How it started and why it ended

When I started blogging, I was still in engineering school. And the world of websites and blogs was still new to me. So when I wanted to create a personal blog, I turned to what I thought was the best solution at the time: WordPress.

Like it or not, WordPress is quite easy to use for beginners, even more for me who was still discovering how to host a website at the time.

So, with a brand new OVH account, I was able to quickly setup my personal blog in a few clicks!

And when the time came where I wanted to create a blog dedicated to professional topics, I naturally came back to my ol’ friend WordPress.

But after some months, the glory of WordPress started to fade into a darker view. Sure, it was convenient to add a new post by going through WordPress’ UI, but maintaining the website was always boresome. Moreover, a WordPress installation requires using a database, which incurred a higher bill at the end of each month.
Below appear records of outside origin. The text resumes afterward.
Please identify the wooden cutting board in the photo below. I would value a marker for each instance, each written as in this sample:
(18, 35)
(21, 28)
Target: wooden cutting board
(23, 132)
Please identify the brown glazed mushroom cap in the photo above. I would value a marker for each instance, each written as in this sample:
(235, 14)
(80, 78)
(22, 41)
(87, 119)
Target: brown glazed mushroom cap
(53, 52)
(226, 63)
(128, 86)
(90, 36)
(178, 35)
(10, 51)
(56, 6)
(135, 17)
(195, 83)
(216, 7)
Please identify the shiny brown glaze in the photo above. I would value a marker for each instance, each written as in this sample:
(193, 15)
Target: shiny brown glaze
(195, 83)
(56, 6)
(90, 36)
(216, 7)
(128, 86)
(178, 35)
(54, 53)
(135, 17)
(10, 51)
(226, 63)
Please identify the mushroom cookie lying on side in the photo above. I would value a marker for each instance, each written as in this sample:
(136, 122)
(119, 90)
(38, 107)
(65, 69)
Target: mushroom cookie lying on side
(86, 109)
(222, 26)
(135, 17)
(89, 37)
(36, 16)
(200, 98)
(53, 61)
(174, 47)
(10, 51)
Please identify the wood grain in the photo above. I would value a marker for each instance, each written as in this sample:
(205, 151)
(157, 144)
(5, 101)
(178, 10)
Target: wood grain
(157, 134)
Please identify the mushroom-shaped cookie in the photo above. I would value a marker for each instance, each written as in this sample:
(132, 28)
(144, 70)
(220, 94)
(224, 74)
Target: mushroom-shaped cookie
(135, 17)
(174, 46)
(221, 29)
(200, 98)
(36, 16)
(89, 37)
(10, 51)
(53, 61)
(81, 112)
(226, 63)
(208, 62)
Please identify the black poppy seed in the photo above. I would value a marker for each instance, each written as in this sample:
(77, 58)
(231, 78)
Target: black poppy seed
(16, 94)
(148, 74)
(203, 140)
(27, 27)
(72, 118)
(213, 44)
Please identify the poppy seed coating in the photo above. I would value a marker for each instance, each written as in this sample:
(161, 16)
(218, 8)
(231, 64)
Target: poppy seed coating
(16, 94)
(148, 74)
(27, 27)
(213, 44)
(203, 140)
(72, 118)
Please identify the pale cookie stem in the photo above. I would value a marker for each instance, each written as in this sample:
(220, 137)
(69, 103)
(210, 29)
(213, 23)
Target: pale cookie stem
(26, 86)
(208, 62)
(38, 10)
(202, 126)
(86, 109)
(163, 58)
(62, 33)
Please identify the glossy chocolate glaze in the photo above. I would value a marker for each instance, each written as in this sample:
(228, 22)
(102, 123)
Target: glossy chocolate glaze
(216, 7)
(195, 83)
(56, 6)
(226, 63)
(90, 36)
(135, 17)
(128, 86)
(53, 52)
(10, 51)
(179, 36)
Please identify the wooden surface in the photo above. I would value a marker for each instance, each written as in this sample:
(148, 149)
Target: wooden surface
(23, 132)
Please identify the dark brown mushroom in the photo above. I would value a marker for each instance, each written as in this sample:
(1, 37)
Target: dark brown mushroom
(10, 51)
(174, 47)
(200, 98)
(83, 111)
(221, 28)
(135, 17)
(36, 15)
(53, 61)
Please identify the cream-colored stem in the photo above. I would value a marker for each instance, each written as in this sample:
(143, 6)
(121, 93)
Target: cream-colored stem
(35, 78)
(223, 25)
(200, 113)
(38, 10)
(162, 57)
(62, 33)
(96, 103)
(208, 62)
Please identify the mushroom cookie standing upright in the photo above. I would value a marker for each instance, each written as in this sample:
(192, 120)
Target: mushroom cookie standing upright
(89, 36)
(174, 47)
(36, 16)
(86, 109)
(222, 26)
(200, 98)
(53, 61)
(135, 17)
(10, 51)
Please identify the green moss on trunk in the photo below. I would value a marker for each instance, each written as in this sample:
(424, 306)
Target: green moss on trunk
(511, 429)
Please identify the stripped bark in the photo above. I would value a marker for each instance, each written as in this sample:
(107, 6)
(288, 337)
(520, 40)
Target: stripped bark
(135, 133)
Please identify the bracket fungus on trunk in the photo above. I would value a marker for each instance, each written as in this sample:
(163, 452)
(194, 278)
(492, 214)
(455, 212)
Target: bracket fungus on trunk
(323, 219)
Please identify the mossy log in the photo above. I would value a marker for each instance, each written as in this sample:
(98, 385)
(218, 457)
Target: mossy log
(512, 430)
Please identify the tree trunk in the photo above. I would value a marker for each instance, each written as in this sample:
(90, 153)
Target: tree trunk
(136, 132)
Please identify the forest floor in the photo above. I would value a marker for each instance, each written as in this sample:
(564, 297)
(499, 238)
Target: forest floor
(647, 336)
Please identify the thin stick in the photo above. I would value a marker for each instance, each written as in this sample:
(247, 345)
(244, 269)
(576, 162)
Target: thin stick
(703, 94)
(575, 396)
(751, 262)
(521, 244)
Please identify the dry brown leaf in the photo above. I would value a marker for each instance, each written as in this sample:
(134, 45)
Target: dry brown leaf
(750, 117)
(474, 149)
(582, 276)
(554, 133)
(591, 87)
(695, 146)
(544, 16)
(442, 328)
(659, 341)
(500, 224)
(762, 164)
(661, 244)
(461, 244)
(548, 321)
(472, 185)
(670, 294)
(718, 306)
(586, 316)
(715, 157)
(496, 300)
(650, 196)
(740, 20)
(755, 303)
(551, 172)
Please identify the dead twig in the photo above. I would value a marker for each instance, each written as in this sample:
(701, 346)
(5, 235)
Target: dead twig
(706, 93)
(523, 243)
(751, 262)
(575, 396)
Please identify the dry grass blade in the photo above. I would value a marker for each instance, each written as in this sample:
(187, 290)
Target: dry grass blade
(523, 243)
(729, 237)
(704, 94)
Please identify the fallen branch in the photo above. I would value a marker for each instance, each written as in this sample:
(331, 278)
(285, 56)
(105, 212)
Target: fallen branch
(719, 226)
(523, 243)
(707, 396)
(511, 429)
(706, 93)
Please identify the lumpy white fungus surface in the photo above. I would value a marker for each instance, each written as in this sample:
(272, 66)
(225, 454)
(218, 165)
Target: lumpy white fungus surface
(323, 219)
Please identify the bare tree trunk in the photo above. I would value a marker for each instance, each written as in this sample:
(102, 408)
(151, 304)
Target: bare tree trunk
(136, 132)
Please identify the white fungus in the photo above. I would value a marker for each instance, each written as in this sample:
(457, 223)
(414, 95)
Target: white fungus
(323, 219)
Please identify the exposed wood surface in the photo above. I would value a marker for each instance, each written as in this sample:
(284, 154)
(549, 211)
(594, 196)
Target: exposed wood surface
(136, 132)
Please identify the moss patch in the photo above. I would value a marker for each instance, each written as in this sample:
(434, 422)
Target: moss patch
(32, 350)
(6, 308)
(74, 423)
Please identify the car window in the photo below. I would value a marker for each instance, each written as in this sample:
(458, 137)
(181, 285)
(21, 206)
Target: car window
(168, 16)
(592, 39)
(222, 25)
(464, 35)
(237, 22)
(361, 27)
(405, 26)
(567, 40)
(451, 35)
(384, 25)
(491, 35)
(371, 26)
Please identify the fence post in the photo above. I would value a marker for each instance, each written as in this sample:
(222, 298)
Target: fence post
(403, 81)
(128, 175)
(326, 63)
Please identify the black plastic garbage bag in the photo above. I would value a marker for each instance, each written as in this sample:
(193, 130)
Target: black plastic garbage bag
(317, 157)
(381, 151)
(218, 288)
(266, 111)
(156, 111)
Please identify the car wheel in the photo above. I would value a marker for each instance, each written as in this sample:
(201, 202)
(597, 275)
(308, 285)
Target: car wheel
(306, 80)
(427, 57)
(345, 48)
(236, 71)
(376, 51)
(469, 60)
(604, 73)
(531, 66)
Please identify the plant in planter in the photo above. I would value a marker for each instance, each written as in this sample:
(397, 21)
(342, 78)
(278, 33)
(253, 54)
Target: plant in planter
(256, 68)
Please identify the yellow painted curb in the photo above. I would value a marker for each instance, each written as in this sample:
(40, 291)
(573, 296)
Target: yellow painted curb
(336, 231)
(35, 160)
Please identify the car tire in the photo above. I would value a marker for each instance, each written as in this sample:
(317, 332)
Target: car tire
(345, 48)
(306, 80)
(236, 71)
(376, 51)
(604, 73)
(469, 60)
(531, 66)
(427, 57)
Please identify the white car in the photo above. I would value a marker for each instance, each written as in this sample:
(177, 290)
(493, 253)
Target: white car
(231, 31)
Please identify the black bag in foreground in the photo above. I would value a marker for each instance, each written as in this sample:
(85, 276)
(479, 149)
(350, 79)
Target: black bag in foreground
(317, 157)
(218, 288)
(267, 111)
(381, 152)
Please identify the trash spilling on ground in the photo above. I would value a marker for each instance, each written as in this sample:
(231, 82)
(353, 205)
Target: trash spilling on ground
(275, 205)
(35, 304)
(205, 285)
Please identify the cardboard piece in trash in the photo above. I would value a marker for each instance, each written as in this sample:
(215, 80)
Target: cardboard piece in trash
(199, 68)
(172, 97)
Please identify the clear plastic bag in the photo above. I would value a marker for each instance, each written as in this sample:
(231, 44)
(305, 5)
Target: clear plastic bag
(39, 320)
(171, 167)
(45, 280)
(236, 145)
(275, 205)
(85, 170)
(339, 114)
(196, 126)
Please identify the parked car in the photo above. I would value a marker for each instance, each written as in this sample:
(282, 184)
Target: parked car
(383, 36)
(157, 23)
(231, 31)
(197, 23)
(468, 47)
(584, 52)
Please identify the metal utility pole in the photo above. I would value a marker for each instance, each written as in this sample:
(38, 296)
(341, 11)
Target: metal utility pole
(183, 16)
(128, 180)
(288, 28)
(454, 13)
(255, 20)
All of this for a blog that I knew did not receive many visits each day.

Surely there was a better way to do this.

The start of a new plan

I will tell you here the path that led me to the rebirth of my blog on which you are today. If you are only interested in the technical details, you can move on to the next section. Otherwise, happy reading!

Discovering Hugo

Before searching for a new tool, I tried to think of what I needed.

My blog was essentially a simple webpage, a static website with no fancy JavaScript or stuff like that. Plus, there was no backend to handle API calls for user authentication for example, so I could simply not use any database at all.

So what I needed was essentially a way to focus on the content of the blog, and make sure I could attach to it a nice theme, and that was it!

But, as I’m an engineer, so in essence, a real bad designer, I wanted to avoid having to deal with CSS as much as possible. Again, I wanted to focus on the content, rather than the looks. So I searched and searched for the perfect tool. And I didn’t had to look too long to find it: Hugo.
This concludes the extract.